Die Verleumdungen, die Hassbotschaften und die Lügen haben sich doch nicht ausbezahlt. Jair Bolsonaro, den seine Frau als «Jesus Christus auf dem Präsidentenstuhl» bezeichnete, wird Brasilien keine weiteren vier Jahre regieren. Doch Lula da Silva, der Sieger, steht vor einer zermürbenden, schwierigen Zeit.
Viele hatten befürchtet, Bolsonaro werde während einer zweiten Amtszeit die Demokratie aushöhlen und Brasilien in Richtung Diktatur steuern. Der 67-Jährige gilt als ein Verharmloser der brasilianischen Militärdiktatur, der zwischen 1964 und 1985 Tausende Menschen zum Opfer gefallen sind.
Bolsonaro feierte offen den 31. März 1964, den Tag des Militärputsches, der den Beginn der Militärdiktatur markierte. Dieser Putsch habe «Brasilien gerettet», liess er seinen Verteidigungsminister verbreiten. Die brasilianische Militärdiktatur sieht Bolsonaro als Modell für «sein» Brasilien.
«Mit Wahlen erreicht man nichts»
Seine Rhetorik offenbart ein rechtsextremes Weltbild. Dieses wurde ihm nun doch zum Verhängnis. Immer wieder stellt er die freiheitlich-demokratische Grundordnung in Frage. Die Anwendung von Gewalt schliesst er nicht aus. Als Abgeordneter hatte er einst erklärt, «mit Wahlen erreicht man nichts». Man komme nur voran, wenn man, die «Arbeit der Militärgeneräle vollendet und 30’000 Korrupte umbringt».

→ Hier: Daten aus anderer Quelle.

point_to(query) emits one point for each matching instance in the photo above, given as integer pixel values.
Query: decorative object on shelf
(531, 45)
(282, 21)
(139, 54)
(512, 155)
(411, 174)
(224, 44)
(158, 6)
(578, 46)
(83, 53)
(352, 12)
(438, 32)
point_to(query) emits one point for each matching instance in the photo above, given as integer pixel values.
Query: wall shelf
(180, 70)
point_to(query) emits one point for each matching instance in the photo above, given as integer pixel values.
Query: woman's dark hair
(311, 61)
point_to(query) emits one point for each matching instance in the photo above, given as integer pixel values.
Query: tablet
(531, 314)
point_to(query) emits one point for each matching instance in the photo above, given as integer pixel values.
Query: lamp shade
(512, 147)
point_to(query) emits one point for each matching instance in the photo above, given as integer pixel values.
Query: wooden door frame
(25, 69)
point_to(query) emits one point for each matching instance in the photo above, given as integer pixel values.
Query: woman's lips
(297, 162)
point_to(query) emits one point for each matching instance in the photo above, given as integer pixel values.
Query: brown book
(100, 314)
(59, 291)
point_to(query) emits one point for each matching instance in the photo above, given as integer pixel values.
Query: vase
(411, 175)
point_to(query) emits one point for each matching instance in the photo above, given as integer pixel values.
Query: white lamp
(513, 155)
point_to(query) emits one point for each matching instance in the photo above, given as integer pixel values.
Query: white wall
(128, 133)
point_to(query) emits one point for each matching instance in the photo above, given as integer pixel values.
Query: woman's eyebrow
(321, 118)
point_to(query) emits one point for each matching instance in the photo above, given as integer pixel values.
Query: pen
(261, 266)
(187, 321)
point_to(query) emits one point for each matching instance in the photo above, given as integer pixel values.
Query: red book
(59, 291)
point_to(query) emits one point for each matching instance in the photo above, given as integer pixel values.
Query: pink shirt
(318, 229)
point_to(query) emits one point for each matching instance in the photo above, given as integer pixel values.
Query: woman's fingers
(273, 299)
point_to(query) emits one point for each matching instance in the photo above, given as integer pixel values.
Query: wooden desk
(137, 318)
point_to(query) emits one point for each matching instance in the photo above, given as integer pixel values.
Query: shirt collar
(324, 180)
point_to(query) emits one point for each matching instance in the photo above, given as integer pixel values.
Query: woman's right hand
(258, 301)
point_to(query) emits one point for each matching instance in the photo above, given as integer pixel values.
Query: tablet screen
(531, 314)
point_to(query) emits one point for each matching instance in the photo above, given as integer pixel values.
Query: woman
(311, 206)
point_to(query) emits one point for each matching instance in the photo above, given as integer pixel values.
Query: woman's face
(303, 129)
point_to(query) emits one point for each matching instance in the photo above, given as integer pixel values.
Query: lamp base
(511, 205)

Viele Brasilianer und Brasilianerinnen schienen vergessen zu haben, was die Generäle damals angerichtet hatten. Doch eine knappe Mehrheit vergass eben doch nicht.
À la Trump?
Es ist allerdings nicht zu erwarten, dass Bolsonaro das Feld kampf- und geräuschlos räumt.
Viele fürchten, dass er à la Trump die Bevölkerung aufwiegeln wird. Er erklärte immer wieder: «Wenn ich verliere, dann liegt Wahlbetrug vor.» Die Armee befindet sich diskret in Alarmbereitschaft. Gewaltsame Proteste wie am 6. Januar 2021 in Washington sind nicht ausgeschlossen. Selbst ein Bürgerkrieg nicht.

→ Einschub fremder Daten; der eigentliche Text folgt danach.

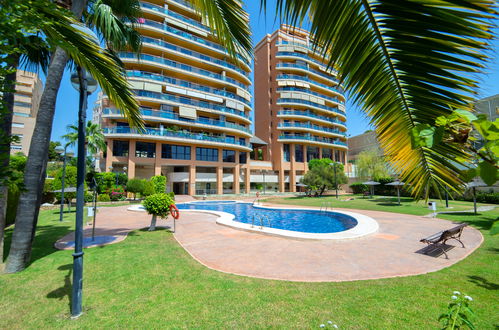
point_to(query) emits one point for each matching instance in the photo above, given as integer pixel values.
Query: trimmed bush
(157, 205)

Millionen und Abermillionen rabiater Bolsonaro-Anhänger sind bewaffnet. Wie werden sie sich verhalten? In den sozialen Medien zirkuliert ein Video von Carla Zambelli, einer Verehrerin von Bolsonaro, wie sie am Samstag einen Lula-Anhänger mit einer Pistole bedroht. «Bolsonarismus in Reinkultur», kommentiert ein User.

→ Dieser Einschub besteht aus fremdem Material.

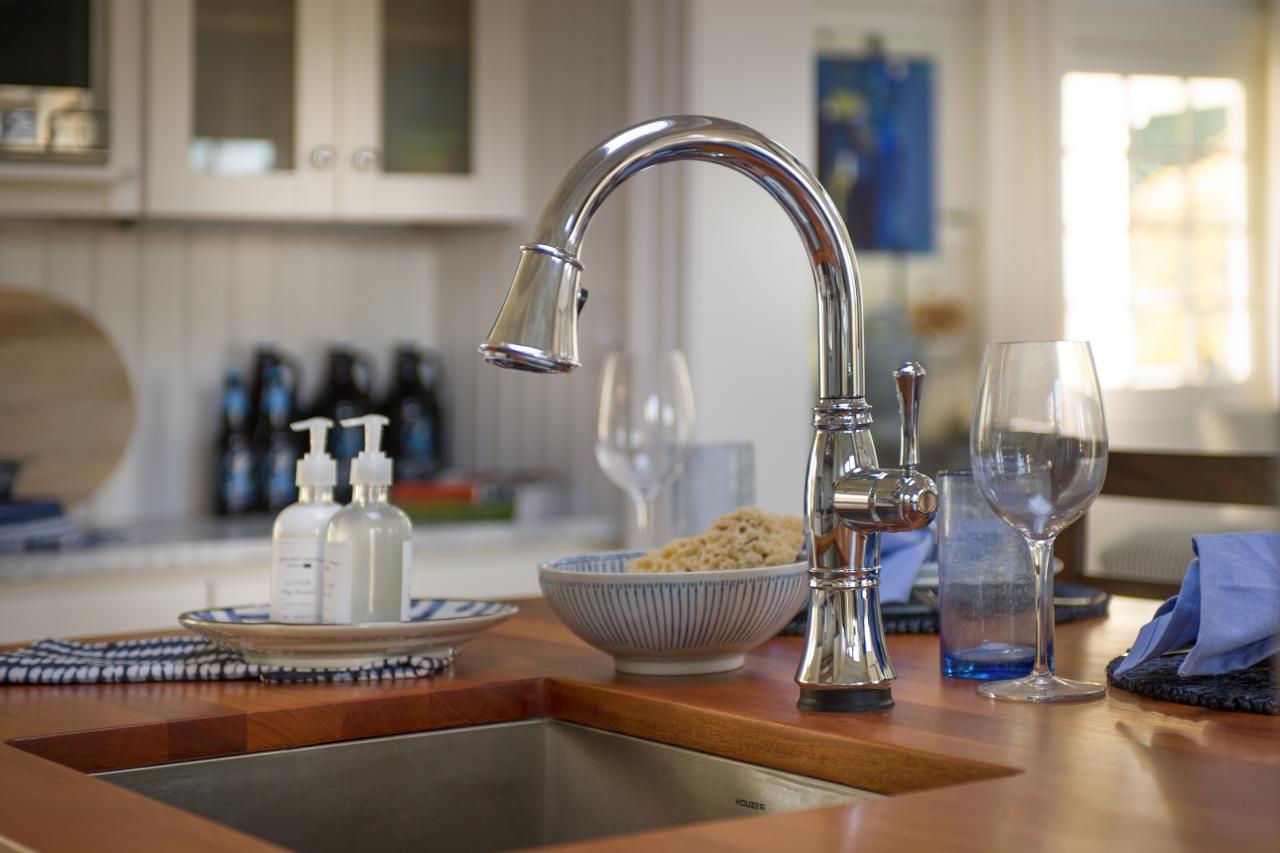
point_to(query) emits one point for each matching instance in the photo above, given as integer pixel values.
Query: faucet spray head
(536, 328)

Möglich ist, dass Bolsonaro das knappe Ergebnis anfechten und eine Nachzählung verlangen wird. Er wird sicher «Zeugen» finden, die «Wahlbetrug» beobachtet haben.
Keine Unterstützung des Militärs
Wie wird sich das Militär verhalten? Trotz Bolsonaros Nähe zu den Generälen, glauben die meisten Beobachter nicht, dass sich die Armeeführung – sollte Bolsonaro einen Aufstand planen – auf seine Seite stellt. Grund dafür könnte die enge Verflechtung des brasilianischen Militärs mit den USA sein.
Schon während des Wahlkampfs hatte Bolsonaro von einer «kommunistischen» Verschwörung gesprochen. Die «Hölle» habe sich gegen ihn erhoben. Zu seinen Feinden gehört das oberste brasilianische Gericht, viele Parlamentarier, Menschenrechtsorganisationen – und natürlich die Medien.
Schmutzig, vulgär
Bolsonaro hatte im ersten Wahlgang vor einem Monat 43,2 Prozent und Lula 48,4 Prozent der Stimmen erhalten. Der bisherige Präsident und seine Anhänger mussten deshalb alles daran setzen, um den Rückstand wettzumachen. Und dafür war ihnen jedes Mittel recht. Brasilianische Politologen bezeichneten diese Wahl als die wichtigste seit dem Ende der Militärdiktatur. 157 Millionen Menschen waren wahlberechtigt.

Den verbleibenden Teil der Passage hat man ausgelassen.